Bauplan requires Python 3.10 or higher. Make sure you have a compatible Python version installed before proceeding.

Create a branch

Create an isolated data branch to work in - like a git branch, but for your lakehouse:

bauplan checkout -b <YOUR_USERNAME>.quickstart # create a new branch, and switch to it

Explore the data

Bauplan sandbox comes with pre-loaded public datasets. This command will show you the tables in your checked out branch.

bauplan table ls

You will see a list of tables, this is because a newly created branch inherits all previously existing tables from its parent branch. Before getting into our project, let's explore the schema of the table we're going to be working with:

bauplan table get titanic

You'll see the table's columns and their types - this is the input our pipeline will transform.

Scaffold a project

Run bauplan init to generate a ready-to-run project:

bauplan init

This creates three files:

  • bauplan_project.yaml - project metadata (id and name), this is also the place where secrets and parameters are stored.
  • models.py - a pipeline with one model (survival_rate_by_age) that reads from the titanic table, plus one expectation test (test_age) that validates the output
  • pyproject.toml - Python dependencies, which in this case is just bauplan itself.

Run the pipeline

The generated project defines a small pipeline: it reads from the titanic table, computes survival rates by age, and validates the output with an expectation test. Let's run it:

bauplan run

Looking at models.py, you'll find two functions:

  • survival_rate_by_age: a model decorated with @bauplan.model(). It reads the Age and Survived columns from the titanic table, groups passengers by age, and computes the average survival rate per age group.
  • test_age: an expectation decorated with @bauplan.expectation(). Expectations are Bauplan's built-in way to run data quality checks. This one verifies that the Age column in the output has no duplicate values.

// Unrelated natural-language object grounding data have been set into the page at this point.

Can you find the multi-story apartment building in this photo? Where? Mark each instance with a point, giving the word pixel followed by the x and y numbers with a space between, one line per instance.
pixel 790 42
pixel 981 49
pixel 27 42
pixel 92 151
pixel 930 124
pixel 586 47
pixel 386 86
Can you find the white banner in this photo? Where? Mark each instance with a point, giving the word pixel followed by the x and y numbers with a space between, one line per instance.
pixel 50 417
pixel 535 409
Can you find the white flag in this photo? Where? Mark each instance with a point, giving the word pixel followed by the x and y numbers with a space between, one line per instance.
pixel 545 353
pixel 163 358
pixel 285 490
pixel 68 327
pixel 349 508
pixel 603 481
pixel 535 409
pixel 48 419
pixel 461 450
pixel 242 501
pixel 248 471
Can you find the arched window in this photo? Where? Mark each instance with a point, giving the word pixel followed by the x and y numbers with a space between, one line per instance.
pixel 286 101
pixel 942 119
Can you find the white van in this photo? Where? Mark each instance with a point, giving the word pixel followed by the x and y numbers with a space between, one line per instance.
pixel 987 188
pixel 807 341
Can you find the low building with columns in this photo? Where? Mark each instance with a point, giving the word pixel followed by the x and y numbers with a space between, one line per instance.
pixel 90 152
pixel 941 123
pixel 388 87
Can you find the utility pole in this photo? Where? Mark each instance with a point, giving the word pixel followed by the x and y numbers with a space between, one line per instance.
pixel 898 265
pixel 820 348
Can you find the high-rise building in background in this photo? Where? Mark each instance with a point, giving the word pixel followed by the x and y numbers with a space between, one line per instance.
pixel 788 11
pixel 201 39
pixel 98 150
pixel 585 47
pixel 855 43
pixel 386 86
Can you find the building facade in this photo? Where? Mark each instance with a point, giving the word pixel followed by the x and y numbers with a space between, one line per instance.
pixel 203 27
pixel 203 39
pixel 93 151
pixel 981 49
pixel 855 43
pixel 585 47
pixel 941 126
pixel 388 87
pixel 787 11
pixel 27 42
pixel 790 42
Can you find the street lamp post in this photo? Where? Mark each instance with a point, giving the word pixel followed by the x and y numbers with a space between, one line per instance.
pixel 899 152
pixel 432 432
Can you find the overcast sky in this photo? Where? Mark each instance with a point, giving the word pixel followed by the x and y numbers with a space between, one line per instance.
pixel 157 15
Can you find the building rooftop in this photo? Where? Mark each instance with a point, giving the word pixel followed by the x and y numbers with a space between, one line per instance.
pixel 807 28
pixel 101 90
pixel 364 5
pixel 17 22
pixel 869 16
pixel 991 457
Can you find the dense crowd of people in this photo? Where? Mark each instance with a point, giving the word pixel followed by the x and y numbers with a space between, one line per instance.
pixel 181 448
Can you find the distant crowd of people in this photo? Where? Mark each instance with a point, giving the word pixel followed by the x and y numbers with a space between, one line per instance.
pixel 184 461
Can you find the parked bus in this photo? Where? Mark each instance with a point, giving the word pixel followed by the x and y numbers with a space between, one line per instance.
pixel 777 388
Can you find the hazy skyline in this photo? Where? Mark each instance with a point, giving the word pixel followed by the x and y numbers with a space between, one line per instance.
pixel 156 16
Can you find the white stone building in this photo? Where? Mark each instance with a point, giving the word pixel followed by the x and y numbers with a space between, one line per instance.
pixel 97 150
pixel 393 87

Materialize the output as a table

If you check the output of bauplan run, you'll see that the survival_rate_by_age model executed successfully, and the expectation test passed. However, if you look at your tables again:

bauplan table ls --name survival_rate_by_age

You'll see that no new table was created for the model's output. By default, materialization_strategy parameter in @bauplan.model() is set to NONE, which results in memory without writing anything to the catalog. To persist the output as a table, make this change to models.py:

@bauplan.model(materialization_strategy='REPLACE')

This tells Bauplan to write (and fully replace on each run) the model's output as an Iceberg table in your branch. Run the pipeline again:

bauplan run

You can confirm the table is persisted by running:

bauplan query "SELECT * FROM survival_rate_by_age" # only 10 rows are shown by default

Learn more about materialization strategies and models here.

You should see two columns: Age and Survived, showing the average survival rate for each age group. Congratulations - you've just built and run your first Bauplan pipeline!